The level of comorbid illness was assessed and quantified using the Johns Hopkins ACG Case-Mix System, a method for predicting past and future healthcare utilization and costs.(39) ICD-9 codes were used to calculate Resource Utilization Band (RUB) scores based on the expected levels of resources used by each child. In order to quantify the level of illness up to the time of assessment at age 10, ICD-9 codes from all follow-up visits up to and including age 10 were used to calculate the RUB score. ICD-9 codes for mental, behavioral, and neurodevelopmental disorders were excluded from the calculation of RUB scores as they were directly related to the outcomes of interest. For each child, resource utilization was coded as 0) No diagnoses, 1) Healthy, 2) Low, 3) Moderate, 4) High, and 5) Very High. Children with no diagnoses and verified to have presented for follow-up as well as the healthy category were collapsed in the Low resource utilization category, and children in the High and Very High utilization groups were also combined. Coding of the RUB score was performed with the Johns Hopkins ACG version 10.0.1.

Neurodevelopmental Deficit Analysis in LCA Deficit groups

Regression analyses were used to assess the strength of the association between exposure to surgery and anesthesia and each latent class. A multivariable polytomous logistic regression was used to adjust for demographic, socioeconomic, and baseline perinatal health status factors and comorbid disease. Demographic and socioeconomic covariates included sex, race, income, low birth weight, paternal presence, maternal education, perinatal smoking, and perinatal alcohol use. All covariates were included as categorical variables. The RUB score was included as a discrete covariate in the regression model for comorbidity adjustment. Crude and adjusted odds ratios of association between exposure and deficit were calculated. Regression analyses were performed using SAS version 9.3 (SAS Institute, Inc., Cary, NC).

Results

Characteristics of the Raine cohort

The Raine cohort consists of 2,868 children, of which 260 children had no history of follow-up from ages 1 to 3 and were omitted from the present analysis, as they had no information on anesthesia exposure status. The deleted children were significantly different from the children evaluated in our cohort in most demographic categories, which has previously been discussed.(17) All available neuropsychological outcomes at age 10 were then identified. Of the remaining children, 1444 had all 10 neuropsychological assessments available at age 10 and constituted the study group. In this study group, 188 children had surgical or diagnostic procedures requiring anesthesia before their third birthday, and were classified as “exposed”, while 1256 children did not have a history of a procedure requiring anesthesia and were classified as “unexposed”. The vast majority of the procedures were surgical in nature.
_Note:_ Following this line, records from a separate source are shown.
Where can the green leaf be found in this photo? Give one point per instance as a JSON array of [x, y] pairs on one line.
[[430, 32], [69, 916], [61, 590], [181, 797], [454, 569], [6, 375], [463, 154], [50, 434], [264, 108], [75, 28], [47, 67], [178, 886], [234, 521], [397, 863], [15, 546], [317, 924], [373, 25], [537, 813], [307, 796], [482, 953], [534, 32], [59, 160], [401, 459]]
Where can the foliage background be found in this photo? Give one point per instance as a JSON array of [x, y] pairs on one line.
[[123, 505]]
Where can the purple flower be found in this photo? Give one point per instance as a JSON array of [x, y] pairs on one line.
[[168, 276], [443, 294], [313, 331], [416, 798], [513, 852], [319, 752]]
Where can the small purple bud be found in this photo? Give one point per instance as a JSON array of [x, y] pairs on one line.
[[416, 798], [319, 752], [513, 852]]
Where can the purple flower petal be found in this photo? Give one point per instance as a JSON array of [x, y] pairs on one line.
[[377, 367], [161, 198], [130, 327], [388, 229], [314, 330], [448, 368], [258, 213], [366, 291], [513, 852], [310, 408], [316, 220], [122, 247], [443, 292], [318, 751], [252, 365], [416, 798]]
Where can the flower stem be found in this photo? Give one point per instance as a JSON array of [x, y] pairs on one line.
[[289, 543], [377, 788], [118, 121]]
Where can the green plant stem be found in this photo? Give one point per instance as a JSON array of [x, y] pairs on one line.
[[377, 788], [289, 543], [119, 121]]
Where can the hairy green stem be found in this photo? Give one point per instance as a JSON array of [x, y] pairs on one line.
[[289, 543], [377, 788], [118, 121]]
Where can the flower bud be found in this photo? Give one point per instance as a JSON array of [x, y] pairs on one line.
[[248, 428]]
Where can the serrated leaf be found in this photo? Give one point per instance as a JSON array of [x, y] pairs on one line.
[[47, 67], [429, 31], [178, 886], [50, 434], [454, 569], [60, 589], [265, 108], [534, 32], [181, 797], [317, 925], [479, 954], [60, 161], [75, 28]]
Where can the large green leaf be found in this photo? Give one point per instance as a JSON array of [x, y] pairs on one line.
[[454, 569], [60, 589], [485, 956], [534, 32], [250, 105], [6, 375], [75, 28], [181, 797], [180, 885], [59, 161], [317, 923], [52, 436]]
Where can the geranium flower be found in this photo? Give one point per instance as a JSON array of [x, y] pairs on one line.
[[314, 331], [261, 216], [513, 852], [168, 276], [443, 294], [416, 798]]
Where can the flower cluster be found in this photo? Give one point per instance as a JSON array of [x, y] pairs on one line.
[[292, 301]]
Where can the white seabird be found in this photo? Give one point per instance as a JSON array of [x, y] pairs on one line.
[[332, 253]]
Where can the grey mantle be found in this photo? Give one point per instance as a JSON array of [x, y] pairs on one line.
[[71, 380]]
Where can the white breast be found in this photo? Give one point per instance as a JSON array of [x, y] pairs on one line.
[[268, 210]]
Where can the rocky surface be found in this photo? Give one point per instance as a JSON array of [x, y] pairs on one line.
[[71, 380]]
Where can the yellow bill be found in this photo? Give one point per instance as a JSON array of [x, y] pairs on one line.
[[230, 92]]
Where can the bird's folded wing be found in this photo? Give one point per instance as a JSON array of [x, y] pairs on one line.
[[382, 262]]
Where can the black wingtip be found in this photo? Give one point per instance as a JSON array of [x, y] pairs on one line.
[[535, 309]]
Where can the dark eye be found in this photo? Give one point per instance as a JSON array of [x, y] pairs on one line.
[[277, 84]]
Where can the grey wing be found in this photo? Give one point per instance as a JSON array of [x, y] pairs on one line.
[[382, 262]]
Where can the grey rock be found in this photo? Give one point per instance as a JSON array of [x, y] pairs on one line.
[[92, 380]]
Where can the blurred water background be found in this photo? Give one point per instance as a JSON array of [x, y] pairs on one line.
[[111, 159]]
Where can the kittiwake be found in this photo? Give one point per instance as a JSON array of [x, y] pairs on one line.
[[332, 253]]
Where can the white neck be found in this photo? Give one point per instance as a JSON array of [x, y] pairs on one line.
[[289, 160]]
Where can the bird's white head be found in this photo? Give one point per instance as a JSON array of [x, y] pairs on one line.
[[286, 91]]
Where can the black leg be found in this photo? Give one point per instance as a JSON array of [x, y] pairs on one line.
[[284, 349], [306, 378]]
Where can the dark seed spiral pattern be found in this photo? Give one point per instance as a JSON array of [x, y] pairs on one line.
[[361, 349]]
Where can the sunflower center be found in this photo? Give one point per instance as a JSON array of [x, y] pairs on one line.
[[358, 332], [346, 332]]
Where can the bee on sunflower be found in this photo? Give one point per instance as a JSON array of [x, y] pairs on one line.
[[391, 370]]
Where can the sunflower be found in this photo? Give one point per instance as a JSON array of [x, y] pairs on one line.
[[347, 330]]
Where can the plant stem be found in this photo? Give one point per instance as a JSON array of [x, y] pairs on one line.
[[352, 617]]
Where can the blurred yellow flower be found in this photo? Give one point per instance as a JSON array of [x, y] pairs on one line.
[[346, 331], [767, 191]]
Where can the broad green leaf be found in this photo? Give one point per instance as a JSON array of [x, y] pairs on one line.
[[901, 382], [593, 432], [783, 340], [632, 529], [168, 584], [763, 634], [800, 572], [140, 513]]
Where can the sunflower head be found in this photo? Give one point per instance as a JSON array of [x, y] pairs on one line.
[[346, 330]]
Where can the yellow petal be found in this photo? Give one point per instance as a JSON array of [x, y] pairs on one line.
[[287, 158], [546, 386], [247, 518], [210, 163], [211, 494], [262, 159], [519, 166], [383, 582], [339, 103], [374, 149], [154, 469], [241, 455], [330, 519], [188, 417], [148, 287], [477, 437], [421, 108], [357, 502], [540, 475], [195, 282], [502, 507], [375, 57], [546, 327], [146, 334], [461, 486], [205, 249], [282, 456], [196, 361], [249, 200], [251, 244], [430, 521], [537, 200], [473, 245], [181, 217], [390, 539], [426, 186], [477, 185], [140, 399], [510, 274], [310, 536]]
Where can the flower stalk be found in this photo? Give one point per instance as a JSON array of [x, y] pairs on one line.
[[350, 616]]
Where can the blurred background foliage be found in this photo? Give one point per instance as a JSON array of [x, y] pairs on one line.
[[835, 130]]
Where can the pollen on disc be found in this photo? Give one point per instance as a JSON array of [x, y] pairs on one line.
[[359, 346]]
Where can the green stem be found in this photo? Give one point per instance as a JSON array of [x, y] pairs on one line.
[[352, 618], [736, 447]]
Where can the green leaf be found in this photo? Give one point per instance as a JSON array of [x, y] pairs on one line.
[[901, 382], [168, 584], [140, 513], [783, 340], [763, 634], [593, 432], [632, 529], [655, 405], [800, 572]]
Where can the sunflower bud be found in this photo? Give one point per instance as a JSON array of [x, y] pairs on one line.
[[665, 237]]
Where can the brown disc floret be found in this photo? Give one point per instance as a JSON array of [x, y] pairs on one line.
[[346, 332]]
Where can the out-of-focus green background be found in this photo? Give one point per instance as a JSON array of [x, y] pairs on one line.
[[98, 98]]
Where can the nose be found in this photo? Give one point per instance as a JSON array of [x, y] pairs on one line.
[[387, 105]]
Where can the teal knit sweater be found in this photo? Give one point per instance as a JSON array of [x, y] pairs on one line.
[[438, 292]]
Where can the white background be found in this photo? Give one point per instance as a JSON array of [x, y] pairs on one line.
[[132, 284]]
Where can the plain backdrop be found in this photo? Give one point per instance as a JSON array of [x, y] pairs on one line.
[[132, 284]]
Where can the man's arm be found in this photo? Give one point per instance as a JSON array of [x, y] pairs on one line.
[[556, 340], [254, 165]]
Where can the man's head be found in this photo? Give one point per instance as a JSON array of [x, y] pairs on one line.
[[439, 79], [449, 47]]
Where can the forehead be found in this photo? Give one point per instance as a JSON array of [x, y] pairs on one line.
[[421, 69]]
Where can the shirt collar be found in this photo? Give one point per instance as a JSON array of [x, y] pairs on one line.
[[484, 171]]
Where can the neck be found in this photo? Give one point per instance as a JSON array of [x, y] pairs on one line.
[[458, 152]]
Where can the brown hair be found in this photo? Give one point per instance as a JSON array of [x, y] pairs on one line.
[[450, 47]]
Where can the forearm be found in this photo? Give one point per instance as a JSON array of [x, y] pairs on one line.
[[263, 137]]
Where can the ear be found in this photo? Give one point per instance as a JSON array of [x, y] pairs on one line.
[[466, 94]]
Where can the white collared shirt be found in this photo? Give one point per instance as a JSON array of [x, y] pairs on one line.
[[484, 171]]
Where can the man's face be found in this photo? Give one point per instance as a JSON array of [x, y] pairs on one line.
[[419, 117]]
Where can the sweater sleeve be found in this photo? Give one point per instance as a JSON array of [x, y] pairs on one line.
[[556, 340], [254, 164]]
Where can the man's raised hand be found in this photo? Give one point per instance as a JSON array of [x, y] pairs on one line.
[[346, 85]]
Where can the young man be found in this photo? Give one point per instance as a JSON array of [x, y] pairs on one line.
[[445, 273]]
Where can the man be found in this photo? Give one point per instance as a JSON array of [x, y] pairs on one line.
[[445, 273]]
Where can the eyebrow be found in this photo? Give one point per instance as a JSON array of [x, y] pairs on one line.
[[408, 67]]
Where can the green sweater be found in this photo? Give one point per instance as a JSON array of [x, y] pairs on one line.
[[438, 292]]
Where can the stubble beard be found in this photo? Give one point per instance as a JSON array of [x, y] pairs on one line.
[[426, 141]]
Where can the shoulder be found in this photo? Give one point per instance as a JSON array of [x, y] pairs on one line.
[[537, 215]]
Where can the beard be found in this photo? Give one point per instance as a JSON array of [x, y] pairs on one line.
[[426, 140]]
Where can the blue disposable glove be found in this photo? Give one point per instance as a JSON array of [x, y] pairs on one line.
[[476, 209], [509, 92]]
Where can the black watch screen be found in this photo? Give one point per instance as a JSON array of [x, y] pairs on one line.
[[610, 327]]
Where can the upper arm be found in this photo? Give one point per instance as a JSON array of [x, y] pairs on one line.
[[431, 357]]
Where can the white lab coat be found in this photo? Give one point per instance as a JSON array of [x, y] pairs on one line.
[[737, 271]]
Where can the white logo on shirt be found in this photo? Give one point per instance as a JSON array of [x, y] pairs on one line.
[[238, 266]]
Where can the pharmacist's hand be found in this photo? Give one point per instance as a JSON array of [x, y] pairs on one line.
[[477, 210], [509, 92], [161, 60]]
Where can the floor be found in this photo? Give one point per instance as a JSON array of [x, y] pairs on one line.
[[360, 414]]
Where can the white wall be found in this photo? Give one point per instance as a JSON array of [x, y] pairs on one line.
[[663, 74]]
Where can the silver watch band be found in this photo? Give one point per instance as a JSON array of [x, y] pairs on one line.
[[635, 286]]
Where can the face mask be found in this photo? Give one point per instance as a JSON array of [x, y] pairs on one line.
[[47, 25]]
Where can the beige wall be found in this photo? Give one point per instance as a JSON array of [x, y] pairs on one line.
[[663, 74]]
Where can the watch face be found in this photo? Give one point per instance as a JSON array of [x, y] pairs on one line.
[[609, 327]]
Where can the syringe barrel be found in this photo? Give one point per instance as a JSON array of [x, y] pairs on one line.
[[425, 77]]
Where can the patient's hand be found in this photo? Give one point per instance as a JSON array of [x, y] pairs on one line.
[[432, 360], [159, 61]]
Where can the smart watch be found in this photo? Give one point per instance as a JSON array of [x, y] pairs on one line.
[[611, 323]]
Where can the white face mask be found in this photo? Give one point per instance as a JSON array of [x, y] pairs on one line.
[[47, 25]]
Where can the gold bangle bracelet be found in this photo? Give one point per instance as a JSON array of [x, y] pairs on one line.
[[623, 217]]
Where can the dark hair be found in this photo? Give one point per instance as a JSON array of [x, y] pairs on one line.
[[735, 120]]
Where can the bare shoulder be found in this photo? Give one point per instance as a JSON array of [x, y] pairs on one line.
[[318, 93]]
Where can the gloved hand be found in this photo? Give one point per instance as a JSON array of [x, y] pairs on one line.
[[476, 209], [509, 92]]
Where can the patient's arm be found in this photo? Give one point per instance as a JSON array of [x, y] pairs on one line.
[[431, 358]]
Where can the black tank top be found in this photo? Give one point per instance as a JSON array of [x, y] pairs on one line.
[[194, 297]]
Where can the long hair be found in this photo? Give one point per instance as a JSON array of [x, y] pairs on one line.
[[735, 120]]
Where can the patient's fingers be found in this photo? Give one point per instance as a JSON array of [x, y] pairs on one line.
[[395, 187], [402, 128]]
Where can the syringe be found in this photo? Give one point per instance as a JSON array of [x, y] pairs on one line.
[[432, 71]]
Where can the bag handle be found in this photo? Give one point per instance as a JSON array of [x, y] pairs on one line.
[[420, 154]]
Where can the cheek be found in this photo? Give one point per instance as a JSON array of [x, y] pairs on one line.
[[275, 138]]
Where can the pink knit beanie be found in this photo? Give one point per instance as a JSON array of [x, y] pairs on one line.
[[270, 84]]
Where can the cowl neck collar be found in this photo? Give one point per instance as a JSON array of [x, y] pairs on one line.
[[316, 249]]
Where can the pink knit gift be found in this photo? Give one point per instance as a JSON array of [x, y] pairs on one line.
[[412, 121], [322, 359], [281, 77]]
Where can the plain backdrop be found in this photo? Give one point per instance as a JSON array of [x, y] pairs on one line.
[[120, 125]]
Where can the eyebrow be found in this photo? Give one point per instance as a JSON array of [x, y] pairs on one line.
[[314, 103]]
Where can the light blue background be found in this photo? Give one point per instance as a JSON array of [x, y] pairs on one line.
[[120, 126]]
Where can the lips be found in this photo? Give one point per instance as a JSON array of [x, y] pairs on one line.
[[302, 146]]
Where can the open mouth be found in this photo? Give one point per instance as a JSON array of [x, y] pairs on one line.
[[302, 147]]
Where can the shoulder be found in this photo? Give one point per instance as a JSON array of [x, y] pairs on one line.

Latent Class Analysis of Neurodevelopmental Deficit

The four-class model was found to fit best (compared to the other 2 through 6 class models) based on the lowest BIC (BIC: 2-class 7649, 3-class 7380, 4-class 7338, 5-class 7350, 6-class 7373) and was also deemed to yield clinically meaningful subgroups. The following clinical descriptions were identified: 1) Normal class, with low likelihood or no deficit in any of the tests, (n=1135, 78.6% of cohort), 2) Behavioral Deficit class with high probabilities for deficits in behavioral outcomes and a low probability for deficits in other outcomes. (n= 151, 10.5% of cohort), 3) Language and Cognitive Deficit class which conversely had high probabilities for language and other cognitive deficits including motor deficits, and low probability for behavioral deficits (n=96, 6.6% of cohort) and 4) Severe Deficit class, with deficits found in all neuropsychological domains (n=62, 4.3% of cohort). (Figure 1)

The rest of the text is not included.